Electroplating uses electrolysis to coat an object with a thin layer of metal. The object being plated is connected as the cathode because metal ions need to gain electrons and deposit as solid metal.

For silver plating:

Cathode: $\mathrm{Ag^+(aq)} + e^- \rightarrow \mathrm{Ag(s)}$

If a silver anode is used, it can replace the silver ions being removed from solution:

Anode: $\mathrm{Ag(s)} \rightarrow \mathrm{Ag^+(aq)} + e^-$

The cathode gains mass as the metal layer forms.

Electroplating setup matters. The object to be coated must be the cathode, because the metal ions need to gain electrons on its surface. The electrolyte should contain ions of the plating metal. If a metal anode is used, it can dissolve to replace metal ions removed from solution, keeping the ion concentration more stable.
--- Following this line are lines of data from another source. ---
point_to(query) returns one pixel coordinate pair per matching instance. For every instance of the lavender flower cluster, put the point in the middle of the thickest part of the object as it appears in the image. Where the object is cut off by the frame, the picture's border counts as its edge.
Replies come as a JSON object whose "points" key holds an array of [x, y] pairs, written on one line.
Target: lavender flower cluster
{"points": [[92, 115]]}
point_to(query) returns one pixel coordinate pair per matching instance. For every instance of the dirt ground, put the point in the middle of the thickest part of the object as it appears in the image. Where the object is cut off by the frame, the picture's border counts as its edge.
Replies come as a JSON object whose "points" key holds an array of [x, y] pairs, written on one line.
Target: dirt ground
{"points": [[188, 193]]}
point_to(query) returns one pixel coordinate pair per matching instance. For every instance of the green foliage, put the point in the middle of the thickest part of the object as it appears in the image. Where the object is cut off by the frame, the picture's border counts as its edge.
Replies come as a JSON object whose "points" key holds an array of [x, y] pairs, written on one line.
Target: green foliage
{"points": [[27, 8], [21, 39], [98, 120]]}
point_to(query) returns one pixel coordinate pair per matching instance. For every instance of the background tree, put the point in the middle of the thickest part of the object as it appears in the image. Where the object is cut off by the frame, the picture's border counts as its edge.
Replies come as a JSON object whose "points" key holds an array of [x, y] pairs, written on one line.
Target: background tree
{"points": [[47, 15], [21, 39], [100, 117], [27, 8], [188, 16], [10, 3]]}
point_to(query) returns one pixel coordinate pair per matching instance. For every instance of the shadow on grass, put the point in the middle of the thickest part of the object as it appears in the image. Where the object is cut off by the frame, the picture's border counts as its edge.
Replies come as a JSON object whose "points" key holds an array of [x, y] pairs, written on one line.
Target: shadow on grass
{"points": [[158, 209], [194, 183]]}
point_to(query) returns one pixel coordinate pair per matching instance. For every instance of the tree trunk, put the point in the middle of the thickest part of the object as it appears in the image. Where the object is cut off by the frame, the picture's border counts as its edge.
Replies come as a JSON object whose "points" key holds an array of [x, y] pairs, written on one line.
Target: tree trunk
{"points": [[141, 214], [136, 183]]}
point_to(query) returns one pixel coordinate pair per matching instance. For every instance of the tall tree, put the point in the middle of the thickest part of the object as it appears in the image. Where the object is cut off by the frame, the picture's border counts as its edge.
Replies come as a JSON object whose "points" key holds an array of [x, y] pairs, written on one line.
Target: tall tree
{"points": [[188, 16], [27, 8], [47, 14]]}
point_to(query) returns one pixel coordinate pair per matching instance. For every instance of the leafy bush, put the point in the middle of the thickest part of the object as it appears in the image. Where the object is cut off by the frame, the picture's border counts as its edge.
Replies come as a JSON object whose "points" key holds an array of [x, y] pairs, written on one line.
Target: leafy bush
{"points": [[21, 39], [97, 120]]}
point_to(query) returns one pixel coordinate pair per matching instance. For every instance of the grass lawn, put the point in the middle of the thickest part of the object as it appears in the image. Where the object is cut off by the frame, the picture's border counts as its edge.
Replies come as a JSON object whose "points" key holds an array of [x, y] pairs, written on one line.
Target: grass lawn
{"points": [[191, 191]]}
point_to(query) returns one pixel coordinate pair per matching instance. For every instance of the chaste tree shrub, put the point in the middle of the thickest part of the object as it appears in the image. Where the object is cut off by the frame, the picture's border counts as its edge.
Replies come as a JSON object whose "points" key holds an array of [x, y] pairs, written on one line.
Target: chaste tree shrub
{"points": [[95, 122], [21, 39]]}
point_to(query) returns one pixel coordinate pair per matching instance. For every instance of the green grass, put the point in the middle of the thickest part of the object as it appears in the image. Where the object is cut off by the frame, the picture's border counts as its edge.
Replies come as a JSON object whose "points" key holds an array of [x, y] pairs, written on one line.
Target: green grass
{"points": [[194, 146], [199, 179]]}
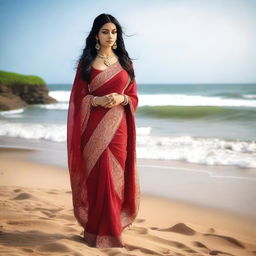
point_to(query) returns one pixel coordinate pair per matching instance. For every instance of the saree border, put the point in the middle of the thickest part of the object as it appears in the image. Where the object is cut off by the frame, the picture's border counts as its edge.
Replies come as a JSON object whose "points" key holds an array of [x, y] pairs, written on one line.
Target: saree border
{"points": [[117, 174], [103, 241], [102, 136]]}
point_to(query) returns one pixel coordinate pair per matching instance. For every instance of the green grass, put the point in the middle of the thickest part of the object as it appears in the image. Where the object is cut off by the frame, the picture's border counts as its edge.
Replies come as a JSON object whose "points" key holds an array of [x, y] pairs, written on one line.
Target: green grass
{"points": [[9, 78]]}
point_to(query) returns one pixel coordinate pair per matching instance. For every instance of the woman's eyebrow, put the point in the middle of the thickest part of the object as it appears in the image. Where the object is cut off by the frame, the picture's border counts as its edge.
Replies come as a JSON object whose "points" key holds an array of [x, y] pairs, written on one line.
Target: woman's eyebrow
{"points": [[108, 29]]}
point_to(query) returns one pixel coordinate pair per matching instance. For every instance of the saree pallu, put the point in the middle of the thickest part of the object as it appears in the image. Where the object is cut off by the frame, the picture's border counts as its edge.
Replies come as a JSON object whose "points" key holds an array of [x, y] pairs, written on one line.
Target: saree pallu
{"points": [[101, 148]]}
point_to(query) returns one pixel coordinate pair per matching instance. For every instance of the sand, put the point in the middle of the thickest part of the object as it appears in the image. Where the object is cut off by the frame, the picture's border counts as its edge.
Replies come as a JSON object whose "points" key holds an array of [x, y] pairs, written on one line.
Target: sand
{"points": [[36, 218]]}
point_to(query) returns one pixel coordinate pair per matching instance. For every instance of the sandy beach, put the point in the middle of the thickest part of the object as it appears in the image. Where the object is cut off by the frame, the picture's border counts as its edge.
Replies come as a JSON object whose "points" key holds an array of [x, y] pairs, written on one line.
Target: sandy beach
{"points": [[37, 215]]}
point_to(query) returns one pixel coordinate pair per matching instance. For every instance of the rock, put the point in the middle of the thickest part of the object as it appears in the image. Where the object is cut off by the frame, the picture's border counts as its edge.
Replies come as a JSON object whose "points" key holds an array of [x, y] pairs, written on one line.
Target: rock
{"points": [[17, 91]]}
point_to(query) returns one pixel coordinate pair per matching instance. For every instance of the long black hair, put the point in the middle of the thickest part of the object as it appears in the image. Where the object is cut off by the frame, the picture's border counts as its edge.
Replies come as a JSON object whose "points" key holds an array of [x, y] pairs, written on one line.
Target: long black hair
{"points": [[90, 52]]}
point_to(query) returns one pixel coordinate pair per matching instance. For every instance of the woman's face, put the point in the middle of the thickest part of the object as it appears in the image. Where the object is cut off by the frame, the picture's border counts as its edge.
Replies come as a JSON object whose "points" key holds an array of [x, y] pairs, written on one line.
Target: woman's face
{"points": [[107, 35]]}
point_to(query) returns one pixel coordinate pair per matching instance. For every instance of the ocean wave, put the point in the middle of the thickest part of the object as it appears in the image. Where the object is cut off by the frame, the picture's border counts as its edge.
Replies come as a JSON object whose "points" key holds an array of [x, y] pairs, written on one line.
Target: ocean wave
{"points": [[249, 96], [12, 112], [179, 99], [208, 151], [195, 112], [62, 96], [51, 132]]}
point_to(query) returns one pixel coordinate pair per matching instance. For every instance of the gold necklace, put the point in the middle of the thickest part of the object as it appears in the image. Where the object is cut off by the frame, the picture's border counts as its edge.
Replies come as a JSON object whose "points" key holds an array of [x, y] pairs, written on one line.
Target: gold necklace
{"points": [[106, 59]]}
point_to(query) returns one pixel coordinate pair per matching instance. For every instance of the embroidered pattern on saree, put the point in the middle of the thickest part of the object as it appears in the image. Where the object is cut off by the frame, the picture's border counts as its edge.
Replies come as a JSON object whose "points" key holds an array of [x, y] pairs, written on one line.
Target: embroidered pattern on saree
{"points": [[102, 136], [117, 176], [104, 76]]}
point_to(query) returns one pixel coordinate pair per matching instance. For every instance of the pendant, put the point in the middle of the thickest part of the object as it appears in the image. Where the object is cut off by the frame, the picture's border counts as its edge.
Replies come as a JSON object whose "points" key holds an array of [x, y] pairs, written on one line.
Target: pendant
{"points": [[106, 62]]}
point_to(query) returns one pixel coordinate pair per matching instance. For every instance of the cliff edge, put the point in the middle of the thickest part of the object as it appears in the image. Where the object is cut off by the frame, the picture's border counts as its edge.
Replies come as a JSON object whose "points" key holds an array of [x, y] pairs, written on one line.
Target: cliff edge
{"points": [[17, 91]]}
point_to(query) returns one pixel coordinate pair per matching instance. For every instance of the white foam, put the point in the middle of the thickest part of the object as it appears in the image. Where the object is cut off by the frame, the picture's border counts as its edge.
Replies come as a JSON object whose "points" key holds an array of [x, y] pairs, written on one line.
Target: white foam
{"points": [[250, 96], [62, 96], [50, 132], [174, 100], [209, 151], [191, 100], [12, 112]]}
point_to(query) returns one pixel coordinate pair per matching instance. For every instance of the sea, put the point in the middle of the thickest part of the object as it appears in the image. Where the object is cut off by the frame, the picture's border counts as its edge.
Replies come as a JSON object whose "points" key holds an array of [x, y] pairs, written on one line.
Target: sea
{"points": [[208, 124]]}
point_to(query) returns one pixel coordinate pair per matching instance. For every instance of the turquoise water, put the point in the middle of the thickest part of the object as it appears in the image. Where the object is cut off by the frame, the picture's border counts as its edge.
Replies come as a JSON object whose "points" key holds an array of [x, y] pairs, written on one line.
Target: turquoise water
{"points": [[201, 123]]}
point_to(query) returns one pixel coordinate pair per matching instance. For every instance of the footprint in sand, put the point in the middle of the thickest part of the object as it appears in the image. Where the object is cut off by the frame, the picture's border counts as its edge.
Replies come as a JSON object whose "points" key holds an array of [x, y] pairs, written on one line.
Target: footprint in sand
{"points": [[138, 230], [54, 247], [22, 196], [48, 214], [178, 228], [216, 252], [17, 190], [228, 239], [139, 220]]}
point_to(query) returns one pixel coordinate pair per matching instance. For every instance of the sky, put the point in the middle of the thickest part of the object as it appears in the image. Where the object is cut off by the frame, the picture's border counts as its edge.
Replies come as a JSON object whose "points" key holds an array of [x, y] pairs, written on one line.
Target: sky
{"points": [[172, 41]]}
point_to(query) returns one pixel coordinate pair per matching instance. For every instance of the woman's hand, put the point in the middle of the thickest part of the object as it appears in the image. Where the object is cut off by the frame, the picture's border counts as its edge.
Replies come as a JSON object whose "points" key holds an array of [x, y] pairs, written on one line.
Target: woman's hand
{"points": [[113, 99]]}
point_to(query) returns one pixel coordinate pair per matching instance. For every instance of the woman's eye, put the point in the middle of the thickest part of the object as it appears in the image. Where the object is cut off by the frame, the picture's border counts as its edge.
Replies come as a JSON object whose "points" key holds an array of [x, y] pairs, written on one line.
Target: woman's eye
{"points": [[105, 32]]}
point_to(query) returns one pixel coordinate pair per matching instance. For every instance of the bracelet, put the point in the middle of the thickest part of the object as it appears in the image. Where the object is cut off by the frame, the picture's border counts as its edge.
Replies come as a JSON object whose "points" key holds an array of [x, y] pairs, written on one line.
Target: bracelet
{"points": [[93, 101], [126, 100]]}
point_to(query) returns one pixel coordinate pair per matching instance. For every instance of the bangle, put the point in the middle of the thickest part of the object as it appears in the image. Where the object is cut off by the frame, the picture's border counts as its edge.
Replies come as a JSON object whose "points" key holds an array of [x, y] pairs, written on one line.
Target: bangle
{"points": [[93, 101], [126, 100]]}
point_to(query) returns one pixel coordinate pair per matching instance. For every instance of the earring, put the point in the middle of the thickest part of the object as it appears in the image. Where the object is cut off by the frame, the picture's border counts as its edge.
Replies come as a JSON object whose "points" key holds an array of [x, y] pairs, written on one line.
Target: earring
{"points": [[97, 46], [114, 46]]}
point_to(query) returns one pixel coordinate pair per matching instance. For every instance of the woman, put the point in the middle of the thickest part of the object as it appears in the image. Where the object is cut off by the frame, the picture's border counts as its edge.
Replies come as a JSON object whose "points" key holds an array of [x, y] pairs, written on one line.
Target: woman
{"points": [[101, 137]]}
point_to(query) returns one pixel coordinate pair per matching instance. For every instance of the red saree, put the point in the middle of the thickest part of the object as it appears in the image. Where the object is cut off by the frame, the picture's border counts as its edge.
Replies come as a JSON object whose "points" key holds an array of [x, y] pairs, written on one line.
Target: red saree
{"points": [[101, 148]]}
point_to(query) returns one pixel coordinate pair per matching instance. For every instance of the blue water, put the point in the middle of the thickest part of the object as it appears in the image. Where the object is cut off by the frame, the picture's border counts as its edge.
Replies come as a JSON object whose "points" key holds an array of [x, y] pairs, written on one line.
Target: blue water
{"points": [[201, 123]]}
Comparing electrolytic and galvanic cells

Electrolytic and galvanic cells use the same redox language, but the energy direction is different.

  • Galvanic: chemical energy -> electrical energy; spontaneous; $E_{\mathrm{cell}}$ positive under standard conditions.
  • Electrolytic: electrical energy -> chemical energy; non-spontaneous; requires a power supply.
  • Galvanic anode: negative.
  • Electrolytic anode: positive.
  • In both: anode is oxidation and cathode is reduction.